Closer to our own context as church, we might simply look at vows of the baptismal service, and there we’ll find meaning, and a guide to our “vocational goal.”

    – Will you continue in the life and practices of the Church: teaching, fellowship, breaking bread, and praying?
    – Will you resist evil? And when our resistance fails, turn back to God?
    – Will you help others to know God?
    – Will you dare to see Christ in all persons, loving your neighbour as yourself?
    – Will you work for justice and peace, and be mindful of the dignity of every human being? And
    – Will you remember that God created a “good” creation; and respect it as such?

This is not a recipe for easy happiness, or success. But it is a way of life that is meaningful.
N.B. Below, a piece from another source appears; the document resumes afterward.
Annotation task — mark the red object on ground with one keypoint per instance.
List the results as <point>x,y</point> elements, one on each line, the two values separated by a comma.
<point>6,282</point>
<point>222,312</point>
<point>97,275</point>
And this is what the Church has been given (and often failed to live up to), to bring to a world of seeming futility and elusiveness. It’s a treasure in clay jars, a life hidden with Christ in God, and the clothes of a new self, renewed in the image of the God we meet on the Cross. To some without the Church this way seems absurd in itself. And to some within the Church this way gets buried under layers of other, less important things. But it is the Christian way. And it is important. It is our meaning, and our purpose.

Let us pray:

Lord of abundance,
you demand our life entire and whole:
lead us out from prisons of hopelessness and selfishness
to a place of lasting riches always shared and always new;
through Jesus Christ, who gave his whole self. Amen.
Adapted from Prayers for an Inclusive Church (2009) alt.